LLegamos muriéndonos
de hambre, habíamos salido de casa a las seis de la mañana, tomamos un café con
croissants en el aeropuerto, en un café que etiquetaba todo como gourmet. Te
has fijado que ahora todo es gourmet, le dije a Amanda. Es sólo para subirle el
precio, para que quedes como naco ignorante si no te gusta, pero en especial
para ensartarte en el precio, respondió mientras sopeaba su cuerno en té chai.
Luego en el avión no nos dieron nada. Tuvimos esa plática que repetimos como un
ritual cada vez que volamos. ¿Recuerdas cuando volar tenía cierto prestigio? Se
podía fumar, podías ponerte medio pedo, comías regularmente bien. Recordé un
vuelo que tomé para ir a Europa escapando de los fantasmas y del dolor que me
acechaba en cada esquina del DF. Recordé que había pedido un poco de vino y la
azafata, una morena espectacular, me trajo una botellita de tinto y una copa de
plástico transparente. Recuerdo que inmediatamente después que recogió la
botella vacía me ofreció otra. Me hacía muy feliz la idea de la comida completa
en una charola de treinta por dieciocho centímetros, un poco como debía de ser
la comida de los astronautas: una proteína caliente, con su salsa, una
guarnición de verduras, tal vez un puré de papa, un bollito con mantequilla, un
pastelillo y un chocolatito mentolado envuelto en papel de aluminio color esmeralda…

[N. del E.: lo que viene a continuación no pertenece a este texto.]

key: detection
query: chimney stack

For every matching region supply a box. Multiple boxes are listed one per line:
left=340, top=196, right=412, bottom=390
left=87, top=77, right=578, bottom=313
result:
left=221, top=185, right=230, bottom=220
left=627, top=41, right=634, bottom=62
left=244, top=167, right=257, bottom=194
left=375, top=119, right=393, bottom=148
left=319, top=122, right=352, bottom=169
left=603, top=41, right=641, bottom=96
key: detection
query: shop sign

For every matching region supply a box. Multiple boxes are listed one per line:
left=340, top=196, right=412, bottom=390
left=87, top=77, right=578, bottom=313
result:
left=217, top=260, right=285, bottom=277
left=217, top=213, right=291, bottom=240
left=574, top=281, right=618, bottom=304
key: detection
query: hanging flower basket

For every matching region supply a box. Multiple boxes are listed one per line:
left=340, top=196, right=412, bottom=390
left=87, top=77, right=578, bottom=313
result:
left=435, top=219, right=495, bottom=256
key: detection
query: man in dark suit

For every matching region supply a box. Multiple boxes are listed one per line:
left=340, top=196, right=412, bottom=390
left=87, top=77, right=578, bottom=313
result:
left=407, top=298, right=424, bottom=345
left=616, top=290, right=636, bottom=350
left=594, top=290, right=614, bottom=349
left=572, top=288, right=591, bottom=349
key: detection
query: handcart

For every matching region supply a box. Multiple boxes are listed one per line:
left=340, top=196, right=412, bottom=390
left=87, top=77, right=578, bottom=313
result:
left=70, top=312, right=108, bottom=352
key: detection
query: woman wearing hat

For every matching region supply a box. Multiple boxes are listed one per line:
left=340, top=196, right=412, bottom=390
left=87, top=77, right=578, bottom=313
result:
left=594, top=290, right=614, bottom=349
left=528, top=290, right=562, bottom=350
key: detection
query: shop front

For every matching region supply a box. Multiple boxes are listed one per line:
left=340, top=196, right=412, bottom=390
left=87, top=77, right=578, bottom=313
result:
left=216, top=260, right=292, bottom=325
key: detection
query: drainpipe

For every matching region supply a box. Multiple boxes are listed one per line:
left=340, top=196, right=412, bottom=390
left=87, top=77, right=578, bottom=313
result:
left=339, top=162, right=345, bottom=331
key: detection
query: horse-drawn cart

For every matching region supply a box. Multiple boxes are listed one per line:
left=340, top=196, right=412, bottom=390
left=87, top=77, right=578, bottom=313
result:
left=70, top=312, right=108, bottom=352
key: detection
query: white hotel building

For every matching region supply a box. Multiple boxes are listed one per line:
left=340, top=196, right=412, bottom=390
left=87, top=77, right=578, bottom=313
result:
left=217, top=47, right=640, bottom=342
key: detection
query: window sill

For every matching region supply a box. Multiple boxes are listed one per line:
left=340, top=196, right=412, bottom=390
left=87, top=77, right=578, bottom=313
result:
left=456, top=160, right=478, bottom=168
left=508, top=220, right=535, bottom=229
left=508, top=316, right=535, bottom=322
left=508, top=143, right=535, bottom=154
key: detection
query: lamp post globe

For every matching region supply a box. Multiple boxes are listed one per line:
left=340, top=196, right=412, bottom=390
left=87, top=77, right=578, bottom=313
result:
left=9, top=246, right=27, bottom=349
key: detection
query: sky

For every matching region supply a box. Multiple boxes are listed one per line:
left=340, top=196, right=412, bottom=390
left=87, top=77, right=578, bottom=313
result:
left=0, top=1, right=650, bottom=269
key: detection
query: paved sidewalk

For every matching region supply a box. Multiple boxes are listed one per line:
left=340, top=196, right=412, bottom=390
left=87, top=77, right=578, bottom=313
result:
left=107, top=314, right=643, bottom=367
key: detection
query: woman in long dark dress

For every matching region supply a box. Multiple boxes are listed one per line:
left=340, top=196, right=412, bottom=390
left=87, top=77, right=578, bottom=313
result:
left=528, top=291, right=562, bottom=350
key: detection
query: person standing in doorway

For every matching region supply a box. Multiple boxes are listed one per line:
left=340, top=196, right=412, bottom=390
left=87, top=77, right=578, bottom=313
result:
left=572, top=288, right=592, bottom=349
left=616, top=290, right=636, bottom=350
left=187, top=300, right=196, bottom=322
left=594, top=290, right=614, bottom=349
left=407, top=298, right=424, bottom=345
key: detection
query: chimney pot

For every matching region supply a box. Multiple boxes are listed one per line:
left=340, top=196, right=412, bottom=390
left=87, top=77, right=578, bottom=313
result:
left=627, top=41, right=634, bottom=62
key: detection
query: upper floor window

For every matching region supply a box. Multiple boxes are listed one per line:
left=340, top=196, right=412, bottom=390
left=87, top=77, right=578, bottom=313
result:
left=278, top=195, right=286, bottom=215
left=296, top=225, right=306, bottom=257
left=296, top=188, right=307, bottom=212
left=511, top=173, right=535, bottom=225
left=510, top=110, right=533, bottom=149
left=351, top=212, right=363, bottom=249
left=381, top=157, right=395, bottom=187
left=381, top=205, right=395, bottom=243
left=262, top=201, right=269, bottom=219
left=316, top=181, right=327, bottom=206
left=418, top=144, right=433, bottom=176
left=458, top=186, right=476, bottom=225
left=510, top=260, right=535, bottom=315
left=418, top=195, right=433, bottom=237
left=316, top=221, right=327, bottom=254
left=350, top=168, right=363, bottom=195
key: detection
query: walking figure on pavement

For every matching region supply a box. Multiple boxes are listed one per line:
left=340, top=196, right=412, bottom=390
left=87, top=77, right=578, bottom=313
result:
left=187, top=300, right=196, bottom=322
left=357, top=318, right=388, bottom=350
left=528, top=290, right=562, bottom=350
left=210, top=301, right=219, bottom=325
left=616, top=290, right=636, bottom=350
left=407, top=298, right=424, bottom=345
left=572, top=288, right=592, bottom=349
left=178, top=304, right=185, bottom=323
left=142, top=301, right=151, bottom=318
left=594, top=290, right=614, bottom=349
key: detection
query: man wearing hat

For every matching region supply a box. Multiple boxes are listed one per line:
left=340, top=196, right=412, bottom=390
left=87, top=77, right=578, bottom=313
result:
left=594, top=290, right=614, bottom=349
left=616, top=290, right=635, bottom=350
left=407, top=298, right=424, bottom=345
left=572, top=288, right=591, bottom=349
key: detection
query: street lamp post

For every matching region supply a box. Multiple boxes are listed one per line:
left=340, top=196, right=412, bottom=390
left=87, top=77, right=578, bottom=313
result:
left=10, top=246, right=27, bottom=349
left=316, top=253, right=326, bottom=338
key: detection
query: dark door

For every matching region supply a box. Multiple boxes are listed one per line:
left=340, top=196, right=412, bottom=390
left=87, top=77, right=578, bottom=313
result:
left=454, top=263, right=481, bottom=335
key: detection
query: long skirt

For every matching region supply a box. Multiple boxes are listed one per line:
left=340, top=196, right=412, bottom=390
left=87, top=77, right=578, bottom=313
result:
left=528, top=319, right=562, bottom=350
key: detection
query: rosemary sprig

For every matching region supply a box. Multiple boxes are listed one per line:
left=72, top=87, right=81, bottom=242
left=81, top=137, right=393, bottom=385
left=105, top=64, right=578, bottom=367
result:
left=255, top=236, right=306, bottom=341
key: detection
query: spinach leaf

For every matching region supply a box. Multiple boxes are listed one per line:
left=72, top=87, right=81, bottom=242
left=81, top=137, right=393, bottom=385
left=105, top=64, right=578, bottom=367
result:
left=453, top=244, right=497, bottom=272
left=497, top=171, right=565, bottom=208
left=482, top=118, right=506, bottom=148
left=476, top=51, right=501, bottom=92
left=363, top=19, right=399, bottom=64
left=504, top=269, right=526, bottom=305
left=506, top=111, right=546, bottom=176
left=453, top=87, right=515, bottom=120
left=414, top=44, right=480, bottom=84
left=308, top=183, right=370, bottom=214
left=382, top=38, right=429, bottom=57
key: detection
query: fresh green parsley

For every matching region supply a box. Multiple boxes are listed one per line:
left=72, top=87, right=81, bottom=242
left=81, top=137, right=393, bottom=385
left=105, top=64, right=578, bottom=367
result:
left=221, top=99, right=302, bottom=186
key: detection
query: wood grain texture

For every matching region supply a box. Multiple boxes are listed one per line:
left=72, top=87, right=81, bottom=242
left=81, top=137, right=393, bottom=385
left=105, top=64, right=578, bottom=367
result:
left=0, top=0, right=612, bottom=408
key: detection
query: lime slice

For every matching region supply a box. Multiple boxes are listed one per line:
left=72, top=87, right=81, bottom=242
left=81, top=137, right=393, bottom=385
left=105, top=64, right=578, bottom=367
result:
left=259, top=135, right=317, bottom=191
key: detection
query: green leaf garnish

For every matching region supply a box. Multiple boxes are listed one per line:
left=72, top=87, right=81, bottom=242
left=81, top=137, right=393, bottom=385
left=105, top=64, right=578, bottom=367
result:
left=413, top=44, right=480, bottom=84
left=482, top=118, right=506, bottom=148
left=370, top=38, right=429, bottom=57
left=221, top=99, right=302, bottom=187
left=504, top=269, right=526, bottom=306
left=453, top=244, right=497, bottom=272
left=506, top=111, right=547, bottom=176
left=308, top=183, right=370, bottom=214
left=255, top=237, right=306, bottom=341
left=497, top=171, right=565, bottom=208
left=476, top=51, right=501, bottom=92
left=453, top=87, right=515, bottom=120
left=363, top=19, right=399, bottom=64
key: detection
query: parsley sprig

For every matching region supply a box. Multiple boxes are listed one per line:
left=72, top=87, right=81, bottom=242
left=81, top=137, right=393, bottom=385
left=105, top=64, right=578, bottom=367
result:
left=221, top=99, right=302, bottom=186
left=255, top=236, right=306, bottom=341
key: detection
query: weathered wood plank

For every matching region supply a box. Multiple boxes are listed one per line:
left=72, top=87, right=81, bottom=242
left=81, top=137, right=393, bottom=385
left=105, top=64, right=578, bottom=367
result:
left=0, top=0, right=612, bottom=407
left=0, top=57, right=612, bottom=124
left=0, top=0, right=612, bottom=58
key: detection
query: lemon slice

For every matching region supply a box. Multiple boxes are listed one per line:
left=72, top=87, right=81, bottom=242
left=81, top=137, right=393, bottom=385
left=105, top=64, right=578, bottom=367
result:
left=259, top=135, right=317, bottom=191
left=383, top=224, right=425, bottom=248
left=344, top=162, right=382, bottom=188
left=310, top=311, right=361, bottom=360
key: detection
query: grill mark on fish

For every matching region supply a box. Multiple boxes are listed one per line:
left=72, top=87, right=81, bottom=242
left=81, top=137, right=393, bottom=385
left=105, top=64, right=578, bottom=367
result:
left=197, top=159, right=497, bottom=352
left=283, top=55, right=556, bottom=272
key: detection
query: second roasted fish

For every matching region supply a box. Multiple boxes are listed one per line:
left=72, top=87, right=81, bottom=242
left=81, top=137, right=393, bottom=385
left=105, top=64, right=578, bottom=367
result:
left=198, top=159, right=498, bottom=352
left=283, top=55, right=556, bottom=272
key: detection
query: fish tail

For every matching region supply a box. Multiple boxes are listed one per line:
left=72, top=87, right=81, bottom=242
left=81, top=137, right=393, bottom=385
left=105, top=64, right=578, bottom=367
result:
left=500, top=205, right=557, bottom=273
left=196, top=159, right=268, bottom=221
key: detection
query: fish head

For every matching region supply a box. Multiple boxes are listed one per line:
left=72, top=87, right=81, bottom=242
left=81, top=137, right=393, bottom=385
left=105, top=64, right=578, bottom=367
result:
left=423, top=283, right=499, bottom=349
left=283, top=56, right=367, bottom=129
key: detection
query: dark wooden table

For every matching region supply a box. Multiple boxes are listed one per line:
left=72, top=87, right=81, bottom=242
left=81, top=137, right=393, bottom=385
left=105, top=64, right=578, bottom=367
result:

Qué tiempos aquellos. Nada que ver con los vasitos de cartón con que en esta
ocasión nos servían café o té de cortesía. Y ya, eso y agua en vasos de
plástico que ocasionalmente pasaban a rellenar era toda la cortesía que nuestro
boleto había alcanzado a cubrir. Quisimos comprar unas galletas con queso (seis
galletas Ritz con seis rebanadas de queso del tamaño de las galletas) pero ya
no había. Como era lo más barato (7 dólares australianos) del menú varios
pasajeros habían decidido engañar la tripa con eso.
Le conté a Amanda de
Ramón, el amigo de mi padre que era piloto y que se quejaba continuamente de lo
deteriorada que estaba su profesión. Antes, decía, estábamos más cerca de los
astronautas, nos quedaba bien el nombre de capitán, ahora todo ha cambiado,
estamos más cerca de los choferes de ADO. Muchas de las prestaciones se habían
esfumado con la destrucción del sindicato y Ramón tenía que cubrir horarios
espeluznantes para seguir con el tren de vida que le gustaba. De capitán, a piloto, a aerochofer. Antes volar tenía un
poco de placer burgués que ayudaba a contrarrestar las incomodidades propias de
cualquier viaje, aminoraba el miedo de caer en medio del océano y compensaba medianamente
los precios de los boletos. Todo ha cambiado ahora y hay algo doblemente
trágico en la idea de 180 personas muertas en un accidente aéreo. Esos
miserables que murieron hambrientos, incómodos y aburridos porque ahora hasta para
ver la televisión tienes que rentar una pequeña pantalla a un precio absurdo.
Nosotros íbamos en
plan austero y evitábamos los extras a toda costa.
Tras cinco horas de
vuelo aterrizamos sin contratiempos. El aeropuerto era modesto y tropical como
era de esperarse, adjetivos estúpidos, Amanda dijo que por un momento le
pareció estar en Champotón. Sus dos adjetivos fueron precario y primitivo. No
había nada que comer a la vista y lo único que queríamos era llegar al hotel,
quitarnos la ropa de invierno y tener una insípida e inocua cena de hotel. Pero
el hotel estaba a dos horas de camino, la carretera daba la vuelta a la isla,
era prácticamente la única calle. Me sorprendió por momentos que aquellos
isleños hubieran hecho de aquel puñado de mojones de roca volcánica una nación.
Llegamos de noche, muriéndonos de hambre. La cabeza me pulsaba. Y los tres
restaurantes del hotel estaban llenos.